To populate this dictionary, you need set `watch_on_attribute` to an attribute name.

Then, during the HTML transformation, we check each element for this attribute. And if the element HAS this attribute, we:

1. Get the value of said attribute
2. Record the attributes that were added to the element, using the value of the watched attribute as the key.

```python
from djc_core import set_html_attributes

html = """
  <div data-watch-id="123">
    <p data-watch-id="456">
      Hello
    </p>
  </div>
"""

result, captured = set_html_attributes(
  html,
  # Add attributes to the root elements
  root_attributes=['data-root-id'],
  # Add attributes to all elements
  all_attributes=['data-djc-tag'],
  # Watch for this attribute on elements
  watch_on_attribute='data-watch-id',
)

print(captured)
# {
#   '123': ['data-root-id', 'data-djc-tag'],
#   '456': ['data-djc-tag'],
# }
```

## Architecture

This project uses a multi-crate Rust workspace structure to maintain clean separation of concerns:

### Crate structure

- **`djc-html-transformer`**: Pure Rust library for HTML transformation
- **`djc-template-parser`**: Pure Rust library for Django template parsing
- **`djc-core`**: Python bindings that combines all other libraries

### Design philosophy

To make sense of the code, the Python API and Rust logic are defined separately:

1. Each crate (AKA Rust package) has `lib.rs` (which is like Python's `__init__.py`).
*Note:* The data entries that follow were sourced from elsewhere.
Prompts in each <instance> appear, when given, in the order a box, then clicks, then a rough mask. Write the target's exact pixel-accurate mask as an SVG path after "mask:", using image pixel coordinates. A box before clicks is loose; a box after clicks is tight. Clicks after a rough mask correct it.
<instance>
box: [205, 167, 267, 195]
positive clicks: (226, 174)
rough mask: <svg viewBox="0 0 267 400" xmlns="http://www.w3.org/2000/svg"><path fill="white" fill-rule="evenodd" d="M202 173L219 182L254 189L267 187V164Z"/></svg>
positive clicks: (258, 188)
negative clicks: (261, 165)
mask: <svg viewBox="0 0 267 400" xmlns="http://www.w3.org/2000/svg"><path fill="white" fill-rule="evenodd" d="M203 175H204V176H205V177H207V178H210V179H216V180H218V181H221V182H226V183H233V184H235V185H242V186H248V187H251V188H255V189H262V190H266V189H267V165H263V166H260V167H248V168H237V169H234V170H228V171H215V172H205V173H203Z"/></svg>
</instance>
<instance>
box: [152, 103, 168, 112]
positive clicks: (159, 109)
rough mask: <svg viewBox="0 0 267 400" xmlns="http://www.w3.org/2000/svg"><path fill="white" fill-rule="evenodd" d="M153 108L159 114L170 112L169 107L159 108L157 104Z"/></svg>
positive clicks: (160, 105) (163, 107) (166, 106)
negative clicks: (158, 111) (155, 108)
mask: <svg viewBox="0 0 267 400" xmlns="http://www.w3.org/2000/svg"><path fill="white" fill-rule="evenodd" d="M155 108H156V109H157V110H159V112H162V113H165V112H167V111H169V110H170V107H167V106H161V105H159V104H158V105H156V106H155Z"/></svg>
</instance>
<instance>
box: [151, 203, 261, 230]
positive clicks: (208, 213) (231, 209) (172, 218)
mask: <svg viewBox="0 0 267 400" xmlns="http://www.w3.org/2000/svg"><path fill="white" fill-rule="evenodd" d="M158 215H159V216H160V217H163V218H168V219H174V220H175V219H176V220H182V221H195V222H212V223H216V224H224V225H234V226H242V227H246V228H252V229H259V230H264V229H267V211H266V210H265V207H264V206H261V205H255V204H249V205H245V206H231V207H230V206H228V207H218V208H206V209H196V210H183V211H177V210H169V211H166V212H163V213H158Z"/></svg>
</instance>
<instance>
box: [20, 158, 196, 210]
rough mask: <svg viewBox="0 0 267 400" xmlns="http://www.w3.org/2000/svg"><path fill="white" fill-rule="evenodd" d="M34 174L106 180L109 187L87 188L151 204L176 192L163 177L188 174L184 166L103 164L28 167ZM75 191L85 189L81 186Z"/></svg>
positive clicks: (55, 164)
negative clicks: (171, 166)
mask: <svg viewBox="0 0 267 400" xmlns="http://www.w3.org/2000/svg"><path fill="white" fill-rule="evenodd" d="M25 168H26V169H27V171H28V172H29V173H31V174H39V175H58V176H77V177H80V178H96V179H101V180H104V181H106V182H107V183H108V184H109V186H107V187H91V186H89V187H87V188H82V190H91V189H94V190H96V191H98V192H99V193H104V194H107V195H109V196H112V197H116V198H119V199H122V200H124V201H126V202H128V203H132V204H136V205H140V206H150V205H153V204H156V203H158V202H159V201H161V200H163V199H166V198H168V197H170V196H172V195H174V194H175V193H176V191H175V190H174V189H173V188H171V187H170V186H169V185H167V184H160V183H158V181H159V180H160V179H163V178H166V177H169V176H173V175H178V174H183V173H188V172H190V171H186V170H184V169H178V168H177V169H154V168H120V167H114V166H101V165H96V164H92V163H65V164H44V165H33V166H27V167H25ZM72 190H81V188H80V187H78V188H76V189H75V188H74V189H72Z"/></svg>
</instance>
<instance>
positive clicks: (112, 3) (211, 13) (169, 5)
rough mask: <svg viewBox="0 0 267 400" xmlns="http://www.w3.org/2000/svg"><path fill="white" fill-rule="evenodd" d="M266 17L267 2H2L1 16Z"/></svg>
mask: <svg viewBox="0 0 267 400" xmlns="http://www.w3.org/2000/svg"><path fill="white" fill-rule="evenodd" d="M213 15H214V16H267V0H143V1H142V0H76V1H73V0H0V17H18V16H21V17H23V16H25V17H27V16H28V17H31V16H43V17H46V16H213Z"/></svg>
These files do not define the main logic, but only the public API of the crate. So the API that's to be used by other crates.
2. The `djc-core` crate imports other crates
3. And it is only this `djc-core` where we define the Python API using PyO3.

## Development

1. Setup python env

   ```sh
   python -m venv .venv
   ```

2. Install dependencies

   ```sh
   pip install -r requirements-dev.txt
   ```

   The dev requirements also include `maturin` which is used packaging a Rust project
   as Python package.

3. Install Rust

   See https://www.rust-lang.org/tools/install

4. Run Rust tests

   ```sh
   cargo test
   ```

5. Build the Python package

   ```sh
   maturin develop
   ```

   To build the production-optimized package, use `maturin develop --release`.

6. Run Python tests

   ```sh
   pytest
   ```

   > NOTE: When running Python tests, you need to run `maturin develop` first.

## Deployment

Deployment is done automatically via GitHub Actions.

To publish a new version of the package, you need to:

1. Bump the version in `pyproject.toml` and `Cargo.toml`
2. Open a PR and merge it to `main`.
3. Create a new tag on the `main` branch with the new version number (e.g. `1.0.0`), or create a new release in the GitHub UI.